I’m a little behind in my race reviews.
Interesting because racing hasn’t exactly been a focus of my year this year.
I had a moment, well several moments if I’m being honest, earlier in the year when I literally prayed/begged to the universe to just be able to run 1 km. It felt like one of those cheesy come to Jesus moments in the movies where the protagonist pleads with God/The Universe/Beyonce that they won’t do “insert bad habit here” anymore, so long as “insert wildest dream here” comes true.
Well that was me. Except I just wanted to run. I swore I would never race again if I could just run. I found everything about being injured so frustrating and embarrassing that I just wanted it to be done, I wanted to be me again.
Flash forward 6 months and I find myself on the start line for the inaugural (first time ever!) Portland 3 Bays 60km ultramarathon.
I was nervous and excited and absolutely shitting myself.
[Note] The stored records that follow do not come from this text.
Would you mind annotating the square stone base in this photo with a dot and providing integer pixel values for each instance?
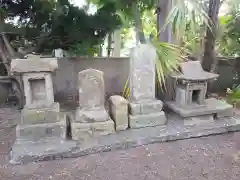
(40, 115)
(147, 120)
(91, 116)
(145, 107)
(36, 132)
(82, 131)
(199, 120)
(212, 106)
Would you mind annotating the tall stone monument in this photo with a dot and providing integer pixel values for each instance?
(40, 115)
(91, 117)
(145, 109)
(191, 103)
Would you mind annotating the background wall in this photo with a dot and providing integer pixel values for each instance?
(116, 72)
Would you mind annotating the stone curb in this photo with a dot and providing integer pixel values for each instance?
(106, 143)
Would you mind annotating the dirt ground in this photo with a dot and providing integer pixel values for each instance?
(206, 158)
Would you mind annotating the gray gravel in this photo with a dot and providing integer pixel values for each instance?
(212, 158)
(207, 158)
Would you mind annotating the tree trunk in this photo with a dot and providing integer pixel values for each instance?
(140, 37)
(209, 62)
(109, 48)
(164, 6)
(166, 35)
(8, 46)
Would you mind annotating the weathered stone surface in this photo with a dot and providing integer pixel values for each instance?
(199, 120)
(193, 71)
(145, 107)
(43, 115)
(81, 131)
(118, 109)
(97, 114)
(4, 89)
(174, 130)
(103, 128)
(38, 89)
(84, 131)
(28, 152)
(147, 120)
(91, 89)
(38, 131)
(91, 97)
(212, 106)
(142, 72)
(34, 64)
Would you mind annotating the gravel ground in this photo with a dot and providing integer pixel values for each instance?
(207, 158)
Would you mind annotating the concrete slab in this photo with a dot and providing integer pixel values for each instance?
(174, 130)
(212, 106)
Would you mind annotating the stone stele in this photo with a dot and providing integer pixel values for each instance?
(40, 115)
(145, 109)
(91, 117)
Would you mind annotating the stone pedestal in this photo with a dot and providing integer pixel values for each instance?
(40, 115)
(145, 110)
(91, 117)
(190, 102)
(146, 114)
I’d never run in this part of the world before and I didn’t know what to expect. Looking at the course map and elevation profile and I wasn’t too concerned. Boy was I about to be proven wrong.
So before I go on about how this race kicked my arse, let me spell out the event for anyone considering taking on the challenge in 2019.
|Location:||Portland, Victoria, Australia
About 360km from Melbourne. It’s about a 4 hour drive
|Distance:||60 km ultra (Saturday), Marathon, half marathon, 10k, 5k and kids race (Sunday)
|Price:||$100 for ultra marathon
|Inclusions:||Medal, aid stations every 7-10km.
|Course:||90% off road, includes fire trail, trail, beach and grass. Mostly coastal cliffs and single track.
There were some epic stairs and I’d never seen a wind farm up close before. They were just beautiful. Say what you want about how they look on the landscape but without them maybe there wouldn’t be a landscape at all.
Prior to this, I’d never really run with a crew before. Most races that I’ve run I’ve either gone on my own or my other half was running as well.
This time we made it a family affair. When I got to the aid stations, I was greeted with hubby and the two pooches who were just stoked to be near the beach. The story of our first holiday with the pooches is one for another day. I had mixed emotions regarding the “crew” situation. I had everything I needed with me (except water refills). I was stoked to see them when I got to the aid station but between aid stations I felt pressure to move faster and not keep them waiting. At one stage, around the 40 km mark, I think if they weren’t there to see that there wasn’t something deadly wrong with me, that I would have pulled out.
My favourite part of the course was the Secret Forest. It was lush and green and beautiful. I wish it had lasted longer.
My least favourite part was the sand. The never ending sand. There were two main beach sections (although they were so bad I could have blocked other parts out of my memory).
Usually running on the beach is quite stunning and this coastline was no exception. The issue, the part that made it so hard and soul destroying was the strange consistency of the sand. It was like a perfect Creme Brulee. Soft and fluffy and fine underneath and a thin crispy layer on top. Not perfect for running at all.
I tried running closer to the water, only to find my feet sinking and slushing around in a 7 Eleven slurpee of sand so tried to escape to higher ground only to find layer upon layer of powder. There was nothing you could do but slog it out. I honestly don’t know how far it was, but it felt like a lifetime.
Prior to the race, I literally had no idea what I was getting myself in for. As a new race, there wasn’t really much information available at all and I didn’t really take the time to do my research so twist and turn, every change in terrain was a pleasant surprise. It was the perfect way to see the area. It’s a mind blowing place and I think everyone, whether you’re a runner or not, should get down there and hike the Great South West Walk. It felt like a bit of an adventure movie. I’m sure part of Lord of the Rings could have been filmed in Portland if NZ was too busy.
You get a fair idea when you start to come back into civilization. You run through (literally!) a wind farm and a few large industrial sites, a stark contrast to the isolation and natural landscape just 20km down the trail.
As you turn into Portland, it starts to become evident that there isn’t that far to go. The course takes a strange route around the docks until you start to see the finish line. And it was the biggest finish line I think I’ve ever seen at a trail event. I’m not just talking about the arch or the large bell you ring at the end, there was literally a party at the finish line. The UpWelling Festival was in full swing. There was tents and foodtrucks and live music, even local craft beer. It was pretty insane.
But when I think back on my weekend in Portland, its not the cliffs or the sand or the medal, not even the craft beer, that I will remember. It will be the dedication of the volunteers who stood out on a cliff “aid station” waiting for hours for runner, the race organizers whose passion for running and the local trails was infectious and the craziness of the handful of folks who signed up for $10 at the finish line to run the road marathon the following day. The trail community in Portland is like no other. It might be small but its mightly welcoming.
Can’t wait to come back next year, already booked the AirBnB.